Enumeration of partitions via socle reduction
Michele Graffeo, Sergej Monavari, Riccardo Moschetti, Andrea T. Ricolfi
TL;DR
This work develops a refined framework for enumerating higher dimensional partitions by introducing socle reduction, which partitions the counting problem into simpler blocks classified by embedding dimension and socle degree. It proves that refined generating functions, notably $\,\mathsf Y_e(t)$ and $\mathsf C_x(t)$, are rational and connects them via inversion formulas to reconstruct the full counts $p_d^n$, enabling exact computations up to size $d\le 30$. The authors define and count M-partitions, hydral partitions, and headstrong M-partitions, deriving exact generating functions in several families and providing an algorithmic pipeline (implemented in Sage, Mathematica, and Macaulay2) to compute the numbers efficiently.
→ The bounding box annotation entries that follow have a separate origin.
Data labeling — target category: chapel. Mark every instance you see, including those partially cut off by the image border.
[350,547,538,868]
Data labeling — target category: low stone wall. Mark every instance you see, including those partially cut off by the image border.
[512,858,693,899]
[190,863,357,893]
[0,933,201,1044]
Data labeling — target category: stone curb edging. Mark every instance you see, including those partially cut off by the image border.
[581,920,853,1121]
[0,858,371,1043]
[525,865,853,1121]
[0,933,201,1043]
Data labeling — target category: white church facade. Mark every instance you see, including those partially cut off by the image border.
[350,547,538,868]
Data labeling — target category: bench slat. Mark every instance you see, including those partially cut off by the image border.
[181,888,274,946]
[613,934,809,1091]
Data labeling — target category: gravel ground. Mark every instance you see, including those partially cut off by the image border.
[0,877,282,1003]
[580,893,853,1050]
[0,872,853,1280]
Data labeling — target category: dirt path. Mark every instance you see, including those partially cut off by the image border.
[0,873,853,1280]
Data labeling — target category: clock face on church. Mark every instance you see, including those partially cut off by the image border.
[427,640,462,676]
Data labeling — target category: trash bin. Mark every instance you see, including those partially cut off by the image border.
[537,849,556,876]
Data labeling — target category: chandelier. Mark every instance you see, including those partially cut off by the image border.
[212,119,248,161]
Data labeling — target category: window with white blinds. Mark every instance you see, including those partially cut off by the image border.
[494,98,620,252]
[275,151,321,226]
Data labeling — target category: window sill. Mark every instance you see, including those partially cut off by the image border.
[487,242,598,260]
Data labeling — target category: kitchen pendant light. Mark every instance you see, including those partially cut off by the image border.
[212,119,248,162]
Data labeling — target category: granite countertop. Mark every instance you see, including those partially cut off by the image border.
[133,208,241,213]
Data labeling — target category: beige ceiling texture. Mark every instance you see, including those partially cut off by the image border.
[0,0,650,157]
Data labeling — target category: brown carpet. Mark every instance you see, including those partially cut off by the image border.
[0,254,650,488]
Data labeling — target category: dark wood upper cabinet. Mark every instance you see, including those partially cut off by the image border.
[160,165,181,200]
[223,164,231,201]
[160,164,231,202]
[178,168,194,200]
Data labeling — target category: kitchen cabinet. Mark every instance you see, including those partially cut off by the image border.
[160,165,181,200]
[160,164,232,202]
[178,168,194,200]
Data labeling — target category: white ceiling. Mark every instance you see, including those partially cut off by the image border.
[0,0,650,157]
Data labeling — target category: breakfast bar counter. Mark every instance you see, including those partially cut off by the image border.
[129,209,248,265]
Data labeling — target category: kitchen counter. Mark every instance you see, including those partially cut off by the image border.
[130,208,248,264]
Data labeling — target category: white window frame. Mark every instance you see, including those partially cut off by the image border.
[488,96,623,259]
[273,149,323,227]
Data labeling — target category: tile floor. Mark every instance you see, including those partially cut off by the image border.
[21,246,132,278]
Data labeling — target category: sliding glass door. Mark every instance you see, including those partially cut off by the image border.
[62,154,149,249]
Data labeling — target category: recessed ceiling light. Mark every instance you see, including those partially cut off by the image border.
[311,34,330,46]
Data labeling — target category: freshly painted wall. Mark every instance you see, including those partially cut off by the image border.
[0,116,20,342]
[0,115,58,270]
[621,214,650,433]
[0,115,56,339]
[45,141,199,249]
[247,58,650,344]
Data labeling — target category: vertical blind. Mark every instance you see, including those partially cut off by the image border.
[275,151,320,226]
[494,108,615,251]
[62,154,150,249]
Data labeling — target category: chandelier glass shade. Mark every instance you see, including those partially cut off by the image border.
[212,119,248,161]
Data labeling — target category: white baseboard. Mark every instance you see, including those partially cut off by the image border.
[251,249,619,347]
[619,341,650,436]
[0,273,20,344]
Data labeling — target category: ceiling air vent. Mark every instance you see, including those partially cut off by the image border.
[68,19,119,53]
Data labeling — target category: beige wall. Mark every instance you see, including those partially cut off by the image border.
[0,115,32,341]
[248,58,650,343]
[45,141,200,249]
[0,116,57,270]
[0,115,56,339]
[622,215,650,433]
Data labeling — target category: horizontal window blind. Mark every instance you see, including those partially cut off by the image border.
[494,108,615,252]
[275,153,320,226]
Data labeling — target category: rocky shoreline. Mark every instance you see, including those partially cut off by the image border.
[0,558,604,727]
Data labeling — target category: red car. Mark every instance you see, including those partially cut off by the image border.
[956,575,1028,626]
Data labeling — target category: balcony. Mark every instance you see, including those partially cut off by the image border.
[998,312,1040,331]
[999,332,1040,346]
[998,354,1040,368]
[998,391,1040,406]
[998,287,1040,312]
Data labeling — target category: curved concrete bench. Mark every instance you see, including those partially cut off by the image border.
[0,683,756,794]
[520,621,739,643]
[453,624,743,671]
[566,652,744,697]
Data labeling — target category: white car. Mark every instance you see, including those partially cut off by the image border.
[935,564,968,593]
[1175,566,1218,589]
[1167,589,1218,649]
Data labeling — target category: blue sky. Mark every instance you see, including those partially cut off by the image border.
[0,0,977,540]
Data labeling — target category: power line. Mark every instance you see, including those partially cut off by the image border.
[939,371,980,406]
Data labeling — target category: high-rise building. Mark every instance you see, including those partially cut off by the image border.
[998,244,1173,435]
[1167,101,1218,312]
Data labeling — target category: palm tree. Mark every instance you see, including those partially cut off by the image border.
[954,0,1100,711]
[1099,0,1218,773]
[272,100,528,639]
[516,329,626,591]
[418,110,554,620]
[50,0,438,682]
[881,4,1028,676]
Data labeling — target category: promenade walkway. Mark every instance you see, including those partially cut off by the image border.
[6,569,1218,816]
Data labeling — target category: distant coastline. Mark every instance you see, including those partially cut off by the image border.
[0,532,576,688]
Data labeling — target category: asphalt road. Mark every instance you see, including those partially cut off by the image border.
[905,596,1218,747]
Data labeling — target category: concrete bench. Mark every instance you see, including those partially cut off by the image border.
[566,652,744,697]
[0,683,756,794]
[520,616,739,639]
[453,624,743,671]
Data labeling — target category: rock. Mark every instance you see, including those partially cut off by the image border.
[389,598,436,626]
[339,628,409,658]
They also uncover deep connections to geometry, particularly Quot schemes, and pose conjectures regarding MacMahon’s discrepancy and sparsity patterns, with implications for the structure of partition counts in higher dimensions.
Abstract
We study the enumeration problem of higher dimensional partitions, a natural generalisation of classical integer partitions. We show that their counting problem is equivalent to the enumeration of simpler classes of higher dimensional partitions, satisfying suitable constraints on their embedding dimension and socle type. We provide exact formulas for the generating functions of several infinite families of such partitions, and design a procedure enumerating them in the general case. As a proof of concept, we determine the number of partitions of size up to 30 in any dimension.